La supervision de la FINMA en Suisse peut être obtenue via une OAR (Organisme d'Autorégulation). Selon le droit suisse, être membre d'une OAR est obligatoire si une entreprise souhaite gérer des actifs numériques, ce qui explique pourquoi Zurich est si riche en projets web3, avec plus de 1749 entreprises crypto enregistrées dans la seule Crypto Valley suisse. Le droit suisse n'est pas non plus statique : en octobre 2025, ils ont ouvert deux nouvelles catégories de licences supervisées par la FINMA. 
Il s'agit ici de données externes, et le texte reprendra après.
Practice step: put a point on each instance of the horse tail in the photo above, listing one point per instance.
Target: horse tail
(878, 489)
La solution suisse au "massacre" de MiCA est simple : venez dans le pays, enregistrez-vous auprès d'une OAR ou acquérez une entreprise conforme à une OAR, et soyez libre d'opérer tout en étant légalement irréprochable. Un exemple récent est Neyro, un projet agentique qui était en passe d'obtenir une licence MiCA mais a dû se tourner vers une OAR suisse pour maintenir ses opérations. 

Cependant, l'acquisition ne signifie pas un passe-droit immédiat. Les entreprises concernées doivent toujours passer par les contrôles réglementaires, mais globalement, c'est le même niveau de légalité sans surveillance supplémentaire.